Do you think Bon Jovi deserved an apology? You seemed a bit apprehensive to apologize to him in your book. He seems to have it pretty good, and probably had some servants to pick up your beer cans.
Yeah, I dont think how much money someone has plays into whether or not they deserve an apology. The way I look at these is that I want to own up to what I have done. So it doesnt matter. Bon Jovi could be a serial killer and he still might deserve an apology. If I do something wrong to anyone else, then I should apologize, even if it was Hitler. The way that other people behave and what they do should not go into considering whether or not I should apologize. I should apologize based on my own behavior and my honest assessment of my failings in a situation. I think its wrong to throw beer cans on people’s lawns, so thats what Im saying sorry for.
There are a lot of references to Little Silver, Red Bank, and other places in Monmouth County in your book which would probably be nostalgic for your graduating class. Do you think other people find a bit of nostalgia and some familiarity in it?
I would hope so. The word nostalgia is not the prettiest word to me, but I know that I have to kind of cop to nostalgia in the book. I would hope that people in New Jersey would recognize things that they remember and like or at least relate to in their own lives. I like the idea of the book being a document of New Jersey in the ’80s, so the first sections of the book take place in the ’80s, and I hoped that this book would be a document on that. So in that way, yeah ,I hope that people could relate.
Is there anyone you were too nervous to apologize to, and if so, would you like to apologize for your lack of apology?
Umm no. There were a few that I didnt put in the book, but because I was worried that the people wouldnt want their stories to be told in a public setting, which doesnt mean I dont feel bad. Its the feelings of other people that I was taking into consideration.
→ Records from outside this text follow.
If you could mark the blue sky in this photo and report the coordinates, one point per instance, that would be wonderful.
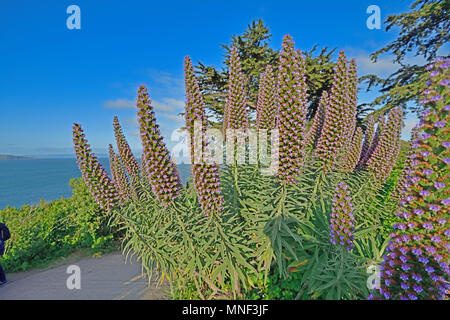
(51, 76)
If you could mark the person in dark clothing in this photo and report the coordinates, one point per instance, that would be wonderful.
(4, 235)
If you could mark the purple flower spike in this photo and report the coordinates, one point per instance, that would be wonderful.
(129, 161)
(292, 101)
(266, 109)
(94, 175)
(160, 170)
(425, 201)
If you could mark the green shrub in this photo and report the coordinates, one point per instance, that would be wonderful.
(41, 233)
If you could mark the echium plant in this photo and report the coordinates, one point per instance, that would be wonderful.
(157, 163)
(416, 263)
(119, 177)
(353, 151)
(94, 175)
(342, 221)
(205, 174)
(352, 103)
(383, 159)
(235, 113)
(129, 161)
(368, 139)
(316, 128)
(337, 115)
(266, 111)
(403, 180)
(292, 103)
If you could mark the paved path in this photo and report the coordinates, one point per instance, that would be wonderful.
(106, 278)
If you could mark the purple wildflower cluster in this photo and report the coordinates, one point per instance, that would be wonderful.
(338, 115)
(94, 175)
(342, 221)
(119, 177)
(354, 151)
(352, 103)
(129, 161)
(266, 109)
(368, 141)
(158, 166)
(292, 100)
(416, 263)
(316, 128)
(383, 158)
(235, 113)
(206, 174)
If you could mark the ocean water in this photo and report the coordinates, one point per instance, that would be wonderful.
(29, 181)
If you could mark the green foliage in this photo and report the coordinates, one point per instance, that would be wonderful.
(255, 54)
(41, 233)
(271, 241)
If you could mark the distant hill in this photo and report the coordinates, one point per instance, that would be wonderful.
(10, 157)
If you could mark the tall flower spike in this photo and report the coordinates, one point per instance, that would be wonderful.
(158, 166)
(352, 102)
(337, 115)
(368, 138)
(403, 181)
(383, 159)
(236, 109)
(205, 174)
(342, 221)
(266, 109)
(416, 263)
(94, 175)
(119, 176)
(354, 151)
(129, 161)
(292, 102)
(316, 128)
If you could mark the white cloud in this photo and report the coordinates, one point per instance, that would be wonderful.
(120, 104)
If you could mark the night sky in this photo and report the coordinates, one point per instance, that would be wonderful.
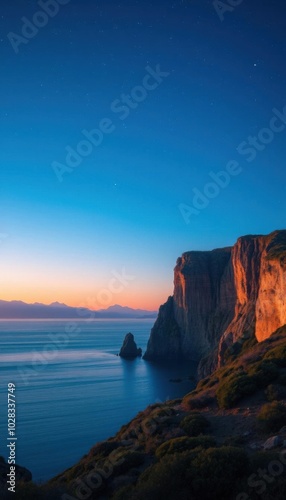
(140, 194)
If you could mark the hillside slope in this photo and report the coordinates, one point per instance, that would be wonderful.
(224, 440)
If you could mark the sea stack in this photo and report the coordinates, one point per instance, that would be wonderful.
(129, 348)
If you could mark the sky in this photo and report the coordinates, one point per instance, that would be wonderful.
(181, 107)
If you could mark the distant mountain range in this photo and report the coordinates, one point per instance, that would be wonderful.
(20, 310)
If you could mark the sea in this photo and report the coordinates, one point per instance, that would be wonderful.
(72, 389)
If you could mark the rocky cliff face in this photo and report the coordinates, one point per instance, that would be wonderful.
(222, 297)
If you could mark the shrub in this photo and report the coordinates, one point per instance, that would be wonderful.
(234, 388)
(271, 416)
(199, 474)
(194, 424)
(216, 471)
(181, 444)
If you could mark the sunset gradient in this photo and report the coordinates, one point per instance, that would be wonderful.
(120, 207)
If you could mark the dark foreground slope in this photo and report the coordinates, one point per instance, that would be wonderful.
(225, 440)
(222, 297)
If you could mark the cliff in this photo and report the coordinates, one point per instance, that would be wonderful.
(221, 298)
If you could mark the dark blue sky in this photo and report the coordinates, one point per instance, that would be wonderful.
(120, 208)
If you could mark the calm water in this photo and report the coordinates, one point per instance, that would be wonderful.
(73, 391)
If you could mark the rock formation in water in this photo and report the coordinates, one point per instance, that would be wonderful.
(129, 348)
(21, 474)
(222, 297)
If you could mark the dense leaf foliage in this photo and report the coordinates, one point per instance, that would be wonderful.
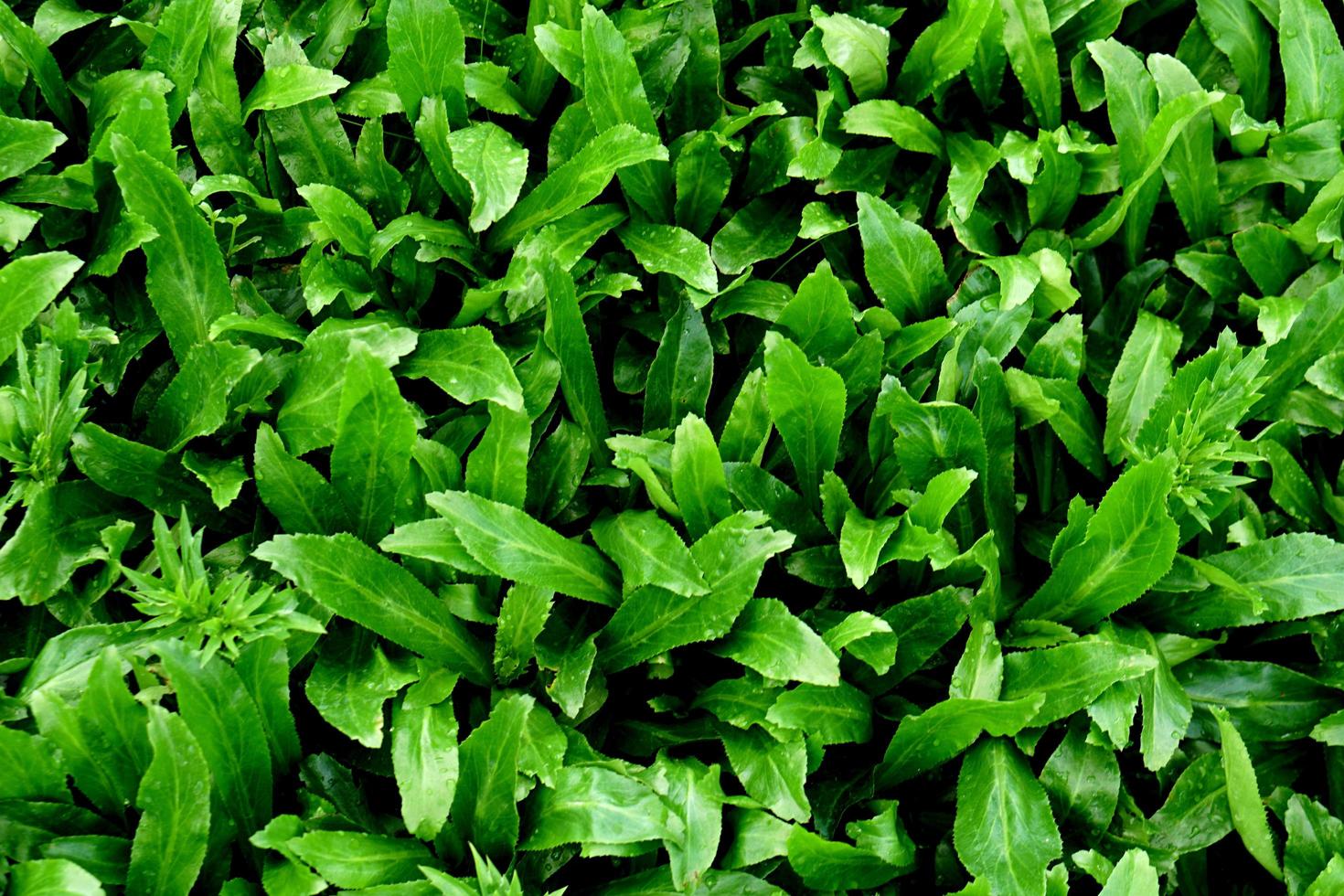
(671, 446)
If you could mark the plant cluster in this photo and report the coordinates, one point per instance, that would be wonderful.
(671, 446)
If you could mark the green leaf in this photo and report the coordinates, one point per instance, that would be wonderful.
(352, 581)
(228, 727)
(758, 231)
(1243, 797)
(1032, 54)
(26, 43)
(484, 805)
(352, 860)
(648, 551)
(494, 165)
(53, 876)
(834, 715)
(466, 364)
(614, 96)
(515, 546)
(571, 346)
(903, 125)
(682, 372)
(698, 480)
(832, 865)
(25, 143)
(425, 761)
(806, 404)
(944, 48)
(1133, 876)
(946, 729)
(901, 260)
(523, 614)
(1004, 830)
(1129, 546)
(351, 681)
(289, 85)
(496, 468)
(857, 48)
(577, 182)
(1283, 578)
(31, 283)
(1312, 59)
(862, 541)
(772, 772)
(171, 838)
(428, 57)
(652, 621)
(1083, 781)
(592, 805)
(1143, 372)
(342, 215)
(1070, 676)
(1313, 837)
(1238, 30)
(197, 400)
(187, 281)
(778, 645)
(293, 491)
(661, 249)
(1189, 169)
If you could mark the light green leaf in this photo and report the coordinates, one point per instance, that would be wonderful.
(496, 468)
(698, 481)
(663, 249)
(593, 805)
(374, 438)
(30, 283)
(228, 729)
(1140, 377)
(289, 85)
(945, 729)
(25, 143)
(347, 220)
(772, 772)
(1031, 50)
(1283, 578)
(187, 281)
(1004, 830)
(901, 260)
(428, 58)
(484, 806)
(349, 859)
(806, 404)
(1133, 876)
(1312, 59)
(577, 182)
(832, 715)
(651, 621)
(1243, 797)
(494, 165)
(512, 544)
(355, 581)
(1070, 676)
(351, 681)
(778, 645)
(425, 762)
(903, 125)
(466, 364)
(648, 551)
(682, 372)
(1129, 546)
(857, 48)
(172, 835)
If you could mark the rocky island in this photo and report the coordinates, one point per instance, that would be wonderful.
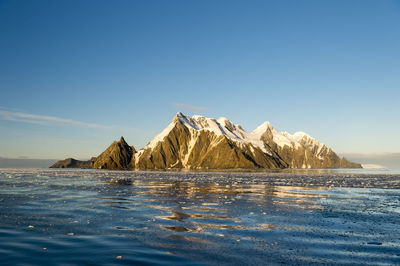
(199, 142)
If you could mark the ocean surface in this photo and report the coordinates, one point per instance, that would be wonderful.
(93, 217)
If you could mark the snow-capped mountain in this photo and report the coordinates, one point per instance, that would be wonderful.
(199, 142)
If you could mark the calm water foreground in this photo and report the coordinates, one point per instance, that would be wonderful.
(78, 217)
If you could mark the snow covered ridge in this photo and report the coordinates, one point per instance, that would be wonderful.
(222, 126)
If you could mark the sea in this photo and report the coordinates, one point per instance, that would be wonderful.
(287, 217)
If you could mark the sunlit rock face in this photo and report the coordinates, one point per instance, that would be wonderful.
(199, 142)
(185, 144)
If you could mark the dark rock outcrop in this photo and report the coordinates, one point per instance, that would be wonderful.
(72, 163)
(205, 143)
(117, 156)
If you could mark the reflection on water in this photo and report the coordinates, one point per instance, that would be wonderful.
(99, 217)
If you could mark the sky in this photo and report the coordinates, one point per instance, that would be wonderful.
(76, 75)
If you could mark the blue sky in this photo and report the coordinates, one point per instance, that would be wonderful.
(75, 75)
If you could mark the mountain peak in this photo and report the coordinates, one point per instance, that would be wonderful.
(261, 129)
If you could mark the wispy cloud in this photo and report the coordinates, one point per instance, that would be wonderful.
(46, 120)
(189, 107)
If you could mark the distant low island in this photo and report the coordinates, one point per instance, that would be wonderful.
(199, 142)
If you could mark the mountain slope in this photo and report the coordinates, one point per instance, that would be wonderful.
(199, 142)
(300, 150)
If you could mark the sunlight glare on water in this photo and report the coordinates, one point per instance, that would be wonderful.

A point that I want to make with this too, is more than the idea of saying sorry for things that Ive done, I like telling stories, and I try to write essays about what its like to be a human being alive in a human being’s body. The apology at a basic level is a gimmick. Its a way to get into a story. Its a perspective to tell a story from. Its honest to me, and I do think about my past and regrets, and think about things in those terms.